The eastern entrance to Stockbridge is marked by William Playfair's St Stephen's Church, designed in 1827 and squeezed into ground at the south edge of Silvermills that fell away sharply. Playfair raised the main church up by a storey to handle the slope, with a tall flight of narrow steps leading to its frontage. The clock pendulum inside is the longest in Europe. The building is now a theatre and performance venue. Across from it is St Vincent's Episcopal Church. Just south of St Stephen's runs Circus Lane, a mews lane that became famous on Instagram in the 2010s for the curve of its cobbles and the small Georgian houses behind. Circus Lane was once a service street for keeping coaches and horses.

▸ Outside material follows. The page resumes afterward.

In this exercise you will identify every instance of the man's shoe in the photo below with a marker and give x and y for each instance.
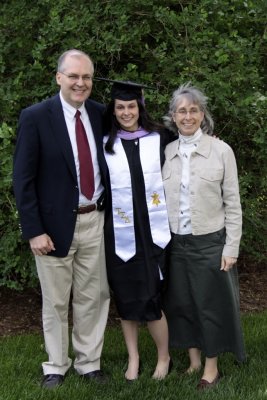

James Clerk Maxwell was born at 14 India Street in Stockbridge on 13 June 1831. He went on to unify electricity, magnetism, and light into a single theory of electromagnetism, the foundation that Einstein later built on. Albert Einstein kept a portrait of Maxwell on his study wall. Peter Higgs, who in 1964 predicted the boson that bears his name and confirmed his prediction with the 2012 Nobel Prize in Physics, also lived in Stockbridge. The geologist Hugh Miller, whose work helped establish deep time, gave one of the Colonies its name. James Hogg the Ettrick Shepherd, the poet and novelist, rented rooms on Deanhaugh Street in 1813. The portrait painter Raeburn, the actor Norman Lovett, the comedian Dylan Moran, the musician Shirley Manson of Garbage, the engraver James Stewart, and Nico of the Velvet Underground all spent parts of their lives within a few streets here.
Each year since 1988, the Stockbridge community festival has held a Duck Race. One thousand rubber ducks are released into the Water of Leith, numbered, and chased downstream. Duck Wardens follow on foot to keep the ducks out of the reeds and to stop children spectating from falling into the river. The fastest ducks win prizes for their sponsors. The novelist Anne Fine lived in the neighbourhood when a basement shop in South East Circus Place still carried the faded gold name of its former owner, a second-hand clothes seller called Madame Doubtfire who had died in 1979 aged 92. Fine borrowed the name. Hollywood, eventually, borrowed it from her. The Academy of Urbanism shortlisted Stockbridge for Great Neighbourhood of the Year in 2009. It is still the kind of place where a duck race and a Nobel laureate share the same square mile.
Stockbridge sits at 55.96 deg N, 3.21 deg W, immediately north of central Edinburgh's New Town, with the Water of Leith winding through it. From the air, the Royal Botanic Garden's green expanse and Inverleith Park lie just to the north, and Edinburgh Castle is about three-quarters of a mile south. Edinburgh Airport (EGPH) is six miles west. Best viewed from 2,000 to 4,000 feet on approach to EGPH from the north or northeast. Look for the curved Georgian streets and the Greek temple of St Bernard's Well tucked into the river valley.